The development of chiral catalysts that can provide high enantioselectivities across a wide assortment of substrates or reaction range is a priority for many catalyst design efforts. While several approaches are available to aid in the identification of general catalyst systems there is currently no simple procedure for directly measuring how general a given catalyst could be. Herein, we present a catalyst-agnostic workflow centered on unsupervised machine learning that enables the rapid assessment and quantification of catalyst generality. The workflow uses curated literature data sets and reaction descriptors to visualize and cluster chemical space coverage. This reaction network can then be applied to derive a catalyst generality metric through designer equations and interfaced with other regression techniques for general catalyst prediction. As validating case studies, we have successfully applied this method to identify-through-quantification the most general catalyst chemotype for an organocatalytic asymmetric Mannich reaction and predicted the most general chiral phosphoric acid catalyst for the addition of nucleophile to imines. The mechanistic basis for catalyst generality can then be gleaned from the calculated values by deconstructing the contributions of chemical space and enantiomeric excess to the overall result.
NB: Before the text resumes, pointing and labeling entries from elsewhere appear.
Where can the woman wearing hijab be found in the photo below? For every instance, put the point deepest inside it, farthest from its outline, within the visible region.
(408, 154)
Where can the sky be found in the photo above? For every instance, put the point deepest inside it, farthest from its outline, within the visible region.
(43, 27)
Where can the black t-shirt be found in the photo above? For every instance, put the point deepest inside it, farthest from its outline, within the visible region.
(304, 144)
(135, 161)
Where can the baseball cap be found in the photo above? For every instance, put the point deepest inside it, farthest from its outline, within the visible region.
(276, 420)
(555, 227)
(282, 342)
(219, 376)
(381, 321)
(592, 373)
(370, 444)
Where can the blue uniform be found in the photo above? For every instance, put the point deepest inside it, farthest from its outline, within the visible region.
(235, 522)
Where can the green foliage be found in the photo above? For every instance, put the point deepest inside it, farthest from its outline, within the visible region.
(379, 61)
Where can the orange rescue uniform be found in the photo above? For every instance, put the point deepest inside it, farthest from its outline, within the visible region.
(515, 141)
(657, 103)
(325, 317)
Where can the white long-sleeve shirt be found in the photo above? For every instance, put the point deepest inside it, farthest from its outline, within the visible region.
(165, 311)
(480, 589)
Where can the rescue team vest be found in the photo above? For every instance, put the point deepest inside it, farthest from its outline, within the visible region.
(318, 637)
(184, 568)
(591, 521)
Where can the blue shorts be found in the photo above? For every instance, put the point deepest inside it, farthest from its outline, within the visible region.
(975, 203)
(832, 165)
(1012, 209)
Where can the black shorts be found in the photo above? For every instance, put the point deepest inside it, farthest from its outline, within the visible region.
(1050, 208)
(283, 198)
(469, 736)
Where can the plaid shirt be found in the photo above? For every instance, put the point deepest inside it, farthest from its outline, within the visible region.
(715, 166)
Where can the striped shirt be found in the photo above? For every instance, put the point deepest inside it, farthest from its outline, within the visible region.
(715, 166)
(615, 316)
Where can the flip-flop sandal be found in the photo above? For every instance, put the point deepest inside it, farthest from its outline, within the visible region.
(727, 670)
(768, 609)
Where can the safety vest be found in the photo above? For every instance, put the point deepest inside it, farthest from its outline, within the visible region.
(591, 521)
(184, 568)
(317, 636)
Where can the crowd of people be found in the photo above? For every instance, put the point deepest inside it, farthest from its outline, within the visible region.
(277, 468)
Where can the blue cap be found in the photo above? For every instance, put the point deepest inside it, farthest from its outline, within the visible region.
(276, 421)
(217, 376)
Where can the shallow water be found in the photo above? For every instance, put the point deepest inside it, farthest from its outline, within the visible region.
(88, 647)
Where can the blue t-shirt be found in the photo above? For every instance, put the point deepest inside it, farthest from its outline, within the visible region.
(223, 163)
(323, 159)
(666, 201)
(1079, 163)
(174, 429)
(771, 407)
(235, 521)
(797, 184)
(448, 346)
We conclude that broadly applicable catalysts may be more adaptative to changes in reactant structure because enantioinduction does not rely on a single set of noncovalent interactions. In contrast, some systems work by engaging in robust noncovalent contacts that do not change significantly in nature when the structure of the reaction component is altered. Ultimately, our findings represent a framework for interrogating and predicting catalyst generality, and this strategy should be relevant to other catalytic systems widely applied in asymmetric synthesis.